Book Synopsis Milestones in Matrix Computation : The selected works of Gene H. Golub with commentaries by : Raymond Chan
Download or read book Milestones in Matrix Computation : The selected works of Gene H. Golub with commentaries written by Raymond Chan and published by OUP Oxford. This book was released on 2007-02-22 with total page 584 pages. Available in PDF, EPUB and Kindle. Book excerpt: The text presents and discusses some of the most influential papers in Matrix Computation authored by Gene H. Golub, one of the founding fathers of the field. The collection of 21 papers is divided into five main areas: iterative methods for linear systems, solution of least squares problems, matrix factorizations and applications, orthogonal polynomials and quadrature, and eigenvalue problems.

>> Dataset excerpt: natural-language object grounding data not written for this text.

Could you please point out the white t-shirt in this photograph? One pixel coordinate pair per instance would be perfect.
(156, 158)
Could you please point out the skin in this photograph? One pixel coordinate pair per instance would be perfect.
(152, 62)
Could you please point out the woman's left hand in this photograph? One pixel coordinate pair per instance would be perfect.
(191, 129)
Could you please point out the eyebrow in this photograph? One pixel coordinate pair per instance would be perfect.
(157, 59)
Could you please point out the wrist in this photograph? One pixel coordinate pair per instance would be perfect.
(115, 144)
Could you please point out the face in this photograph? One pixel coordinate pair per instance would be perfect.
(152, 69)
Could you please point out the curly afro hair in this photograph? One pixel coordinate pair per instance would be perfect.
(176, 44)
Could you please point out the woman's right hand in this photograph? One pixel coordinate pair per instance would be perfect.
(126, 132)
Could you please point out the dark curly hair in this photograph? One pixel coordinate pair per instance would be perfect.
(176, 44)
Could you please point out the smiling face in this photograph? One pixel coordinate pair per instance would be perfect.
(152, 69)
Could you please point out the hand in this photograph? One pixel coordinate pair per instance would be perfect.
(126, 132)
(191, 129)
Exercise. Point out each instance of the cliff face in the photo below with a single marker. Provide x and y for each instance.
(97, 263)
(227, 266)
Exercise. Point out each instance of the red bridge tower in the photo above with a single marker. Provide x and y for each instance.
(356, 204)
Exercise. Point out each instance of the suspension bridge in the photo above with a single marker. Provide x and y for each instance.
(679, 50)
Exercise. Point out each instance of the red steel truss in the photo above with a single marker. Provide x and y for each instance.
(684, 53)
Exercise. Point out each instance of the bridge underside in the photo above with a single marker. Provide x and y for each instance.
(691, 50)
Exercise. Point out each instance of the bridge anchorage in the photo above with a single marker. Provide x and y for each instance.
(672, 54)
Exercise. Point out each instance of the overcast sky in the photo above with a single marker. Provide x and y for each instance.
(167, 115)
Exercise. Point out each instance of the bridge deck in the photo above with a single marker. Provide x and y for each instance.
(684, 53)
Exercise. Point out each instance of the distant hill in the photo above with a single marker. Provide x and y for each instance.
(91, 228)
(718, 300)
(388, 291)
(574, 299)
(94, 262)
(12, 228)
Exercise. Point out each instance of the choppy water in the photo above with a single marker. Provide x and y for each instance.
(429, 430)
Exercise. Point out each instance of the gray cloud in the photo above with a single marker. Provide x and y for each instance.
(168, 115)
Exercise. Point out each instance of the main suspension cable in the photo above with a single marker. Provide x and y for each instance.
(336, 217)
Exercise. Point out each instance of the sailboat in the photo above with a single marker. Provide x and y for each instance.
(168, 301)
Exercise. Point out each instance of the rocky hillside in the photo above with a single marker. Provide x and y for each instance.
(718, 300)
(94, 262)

Commentaries for each area are provided by leading experts: Anne Greenbaum, Ake Bjorck, Nicholas Higham, Walter Gautschi, and G. W. (Pete) Stewart. Comments on each paper are also included by the original authors, providing the reader with historical information on how the paper came to be written and under what circumstances the collaboration was undertaken. Including a brief biography and facsimiles of the original papers, this text will be of great interest to students and researchers in numerical analysis and scientific computation.
Book Synopsis Variable Selection and Ridge Regression by : Susan May Horvath
Download or read book Variable Selection and Ridge Regression written by Susan May Horvath and published by . This book was released on 1977 with total page 168 pages. Available in PDF, EPUB and Kindle. Book excerpt:
Book Synopsis Model Selection and Multimodel Inference by : Kenneth P. Burnham
Download or read book Model Selection and Multimodel Inference written by Kenneth P. Burnham and published by Springer Science & Business Media. This book was released on 2007-05-28 with total page 512 pages. Available in PDF, EPUB and Kindle. Book excerpt: A unique and comprehensive text on the philosophy of model-based data analysis and strategy for the analysis of empirical data. The book introduces information theoretic approaches and focuses critical attention on a priori modeling and the selection of a good approximating model that best represents the inference supported by the data. It contains several new approaches to estimating model selection uncertainty and incorporating selection uncertainty into estimates of precision. An array of examples is given to illustrate various technical issues. The text has been written for biologists and statisticians using models for making inferences from empirical data.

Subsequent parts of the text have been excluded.